[Issue 17746] New: Improve BigInt memory usage

August 11, 2017
Posted by hsteoh@quickfur.ath.cx
Permalink
hsteoh@quickfur.ath.cx
Permalink
https://issues.dlang.org/show_bug.cgi?id=17746

          Issue ID: 17746
           Summary: Improve BigInt memory usage
           Product: D
           Version: D2
          Hardware: x86_64
                OS: Linux
            Status: NEW
          Severity: enhancement
          Priority: P1
         Component: phobos
          Assignee: nobody@puremagic.com
          Reporter: hsteoh@quickfur.ath.cx

Currently, operations on BigInt always allocates a new BigInt instance to hold the result, even if it is valid and possible to reuse the space of (one of) its operand(s).  For example, `BigInt x=...; x++;` will always allocate a new BigInt in the course of evaluating `x++`, even though it could have more efficiently updated x in-place.

As far as I can tell, the reason BigInt operations are implemented this way is because it was intended to be a drop-in replacement for fixed-width ints, and so it must replicate equivalent semantics, in particular by-value semantics. Since BigInt.opAssign only copies by reference (probably for efficiency reasons, since otherwise passing BigInt between functions could entail expensive copying), the only way to ensure by-value semantics is to never modify an existing BigInt instance, but always allocate a new instance for holding the result of operations.

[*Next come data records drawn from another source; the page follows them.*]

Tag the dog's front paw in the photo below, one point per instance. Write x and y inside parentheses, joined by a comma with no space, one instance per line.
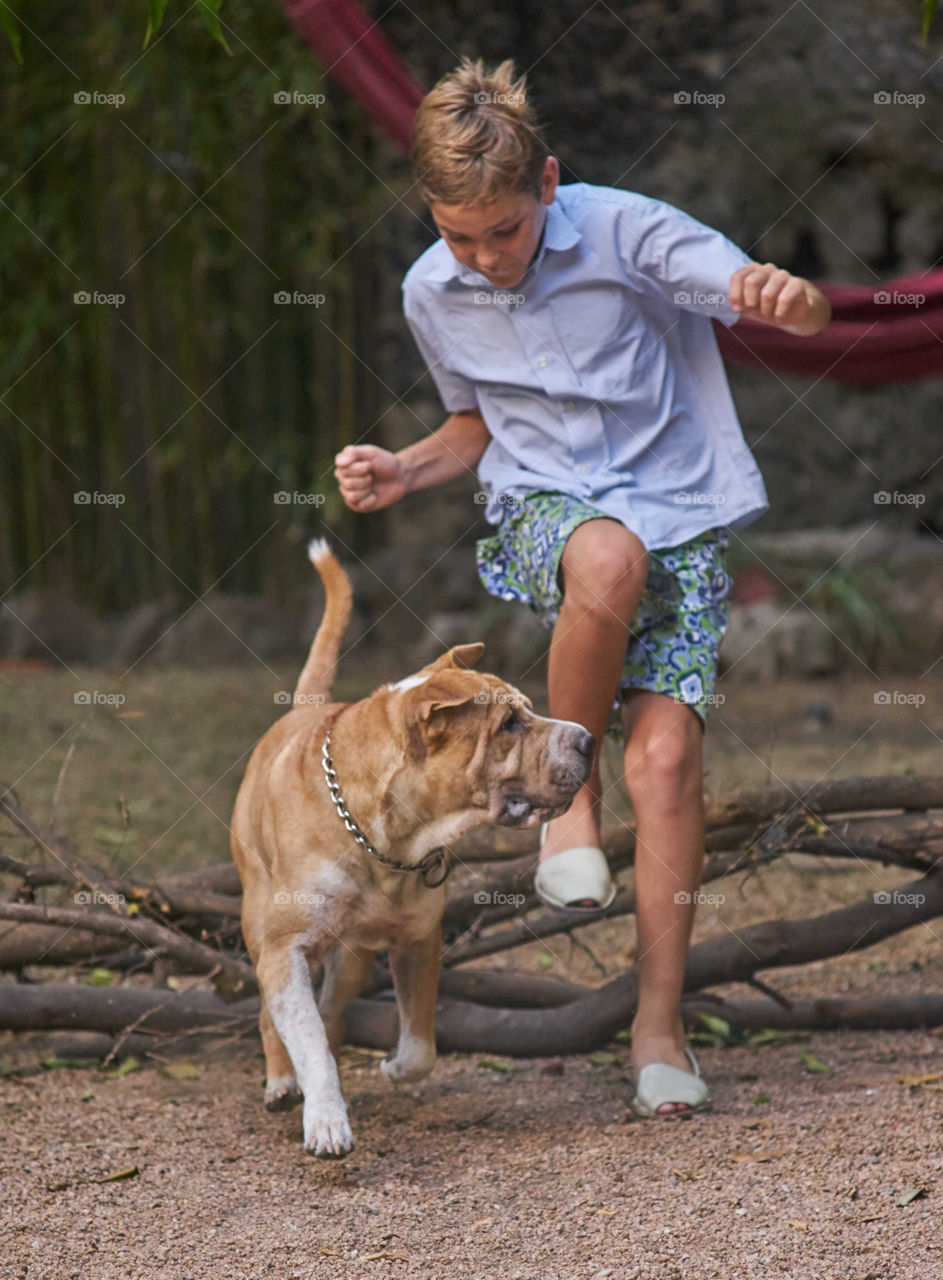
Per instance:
(410,1065)
(282,1093)
(328,1132)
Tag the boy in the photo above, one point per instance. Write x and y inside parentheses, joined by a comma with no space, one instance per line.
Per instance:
(568,333)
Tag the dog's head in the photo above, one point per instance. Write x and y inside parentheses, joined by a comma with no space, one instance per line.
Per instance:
(475,743)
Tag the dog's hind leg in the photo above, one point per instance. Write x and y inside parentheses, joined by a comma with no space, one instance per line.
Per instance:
(416,978)
(344,974)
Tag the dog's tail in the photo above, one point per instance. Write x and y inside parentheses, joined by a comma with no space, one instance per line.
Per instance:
(319,671)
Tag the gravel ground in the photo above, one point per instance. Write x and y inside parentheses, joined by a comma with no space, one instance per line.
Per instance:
(541,1173)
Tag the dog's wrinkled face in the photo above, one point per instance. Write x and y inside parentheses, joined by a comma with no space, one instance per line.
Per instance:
(476,736)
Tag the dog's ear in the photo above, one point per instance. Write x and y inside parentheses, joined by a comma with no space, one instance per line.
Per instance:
(459,657)
(448,688)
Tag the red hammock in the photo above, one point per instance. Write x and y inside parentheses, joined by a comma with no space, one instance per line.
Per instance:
(878,334)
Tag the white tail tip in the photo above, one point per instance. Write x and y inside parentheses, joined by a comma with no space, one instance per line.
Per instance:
(319,549)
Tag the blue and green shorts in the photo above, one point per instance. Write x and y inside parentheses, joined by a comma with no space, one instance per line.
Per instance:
(680,622)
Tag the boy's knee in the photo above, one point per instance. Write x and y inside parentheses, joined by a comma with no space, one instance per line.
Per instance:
(604,568)
(665,762)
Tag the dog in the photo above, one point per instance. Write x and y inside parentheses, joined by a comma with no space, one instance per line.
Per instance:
(340,831)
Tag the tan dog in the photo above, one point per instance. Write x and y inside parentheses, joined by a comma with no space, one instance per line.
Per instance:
(338,835)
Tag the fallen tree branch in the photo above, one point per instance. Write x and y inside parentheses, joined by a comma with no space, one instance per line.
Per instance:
(232,978)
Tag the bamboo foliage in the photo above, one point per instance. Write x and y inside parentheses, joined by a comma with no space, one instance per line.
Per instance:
(197,397)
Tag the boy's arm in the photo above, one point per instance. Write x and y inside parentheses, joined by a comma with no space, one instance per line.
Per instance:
(768,293)
(371,478)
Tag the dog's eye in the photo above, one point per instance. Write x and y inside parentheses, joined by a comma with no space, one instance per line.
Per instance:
(512,722)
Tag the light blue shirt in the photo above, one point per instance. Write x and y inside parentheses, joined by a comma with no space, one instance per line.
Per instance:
(599,375)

The current implementation has the following drawbacks:

- Excessive allocations: every operation on a BigInt involves an allocation, including trivial operations like ++, that only rarely actually requires allocating a new BigInt (i.e., only once every 2^n calls to opUnary!"++", where n is the current size of the BigInt).  This increases GC pressure in BigInt code unnecessarily.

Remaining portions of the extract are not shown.